I have been proof-reading the final version of the special issue of Women’s Writing on Dinah Mulock Craik this week. It’s exciting to see it all coming together. And though a typo or two doesn’t really bother me in a student paper (I think I’m more lax than a lot of my colleagues in that department), once I get into, there’s something tremendously satisfying about catching those last few typos for a publication. For some reason, switching everything from American to British punctuation (forgot to tell the contributors about that one!) felt particularly good. There’s something very zen about concentrating on moving commas and periods outside the quotation marks for two hours. Plus, you get to feel productive.

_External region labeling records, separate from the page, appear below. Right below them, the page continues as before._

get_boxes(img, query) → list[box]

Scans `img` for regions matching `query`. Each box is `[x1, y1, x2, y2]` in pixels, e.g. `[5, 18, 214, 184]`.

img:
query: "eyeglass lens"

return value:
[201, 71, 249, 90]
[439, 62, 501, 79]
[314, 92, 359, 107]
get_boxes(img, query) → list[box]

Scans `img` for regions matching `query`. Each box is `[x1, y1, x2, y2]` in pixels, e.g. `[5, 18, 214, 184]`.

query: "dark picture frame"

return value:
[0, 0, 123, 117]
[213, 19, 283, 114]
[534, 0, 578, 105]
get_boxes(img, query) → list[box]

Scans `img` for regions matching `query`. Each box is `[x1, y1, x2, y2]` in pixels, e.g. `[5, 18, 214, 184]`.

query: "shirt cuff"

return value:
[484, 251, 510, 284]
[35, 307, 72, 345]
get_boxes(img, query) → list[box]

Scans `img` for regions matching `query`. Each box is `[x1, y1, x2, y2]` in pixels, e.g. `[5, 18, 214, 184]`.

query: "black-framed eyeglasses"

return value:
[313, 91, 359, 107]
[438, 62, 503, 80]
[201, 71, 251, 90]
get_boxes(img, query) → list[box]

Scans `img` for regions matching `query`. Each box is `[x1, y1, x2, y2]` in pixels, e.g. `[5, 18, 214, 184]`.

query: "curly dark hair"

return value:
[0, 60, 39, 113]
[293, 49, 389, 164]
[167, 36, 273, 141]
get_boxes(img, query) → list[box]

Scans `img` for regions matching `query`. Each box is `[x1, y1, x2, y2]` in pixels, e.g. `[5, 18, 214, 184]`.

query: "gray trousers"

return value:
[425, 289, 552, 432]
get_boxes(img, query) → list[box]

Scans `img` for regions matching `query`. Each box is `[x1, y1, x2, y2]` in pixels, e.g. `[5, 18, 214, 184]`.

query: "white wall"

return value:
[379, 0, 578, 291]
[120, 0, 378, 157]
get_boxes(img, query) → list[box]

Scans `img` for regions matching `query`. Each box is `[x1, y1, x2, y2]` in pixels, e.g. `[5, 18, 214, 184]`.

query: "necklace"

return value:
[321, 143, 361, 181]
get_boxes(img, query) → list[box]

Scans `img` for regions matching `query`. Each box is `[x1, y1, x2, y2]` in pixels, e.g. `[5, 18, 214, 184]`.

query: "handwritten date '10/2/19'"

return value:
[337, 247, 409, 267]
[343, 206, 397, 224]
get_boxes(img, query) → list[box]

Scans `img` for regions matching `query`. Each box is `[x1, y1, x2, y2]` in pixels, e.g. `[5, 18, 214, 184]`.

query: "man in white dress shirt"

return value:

And when you’re done, everything is finished and correct, a feeling one rarely gets from rewriting, say, a conclusion, which could always be better, couldn’t it?
One question that arose for me as I was proof-reading contributor’s bibliographies was which editions people cite as standard. It’s pretty easy when it comes to an author like Charles Dickens, whose entire works are in print. Scholars tend to choose the Penguins or the OUP editions, on the grounds that they want a reliable edition that is also easy for people to get ahold of and check out the passages they’re citing.
This is much more complicated when it comes to an author like Dinah Mulock Craik. Sure, there are popular editions of The Little Lame Prince, and a Broadview edition of John Halifax, Gentleman. And for those works that have never really been re-issued, like, say, A Brave Lady, people tend to use whatever copy is in their university library. (Cornell had a giant run of Tauchnitz editions that I used in grad school when it came to popular books like G.A. Lawrence’s Guy Livingstone.) I think Olive is a particular problem for Craik studies. Cora Kaplan put out a great edition with OUP fifteen years ago, which the majority of people still cite, but it’s been out of print for over ten years.
Some of these editions obviously aren’t that easy for anyone to get ahold of, making it difficult for people to look up the passages you so brilliantly analyze. So, my question is, if part of the selection criteria for editions we use is accessibility, should we be moving to editions that are available freely online? If not the ones put out by commercial enterprises like Google Books, then maybe the ones digitized by universities themselves?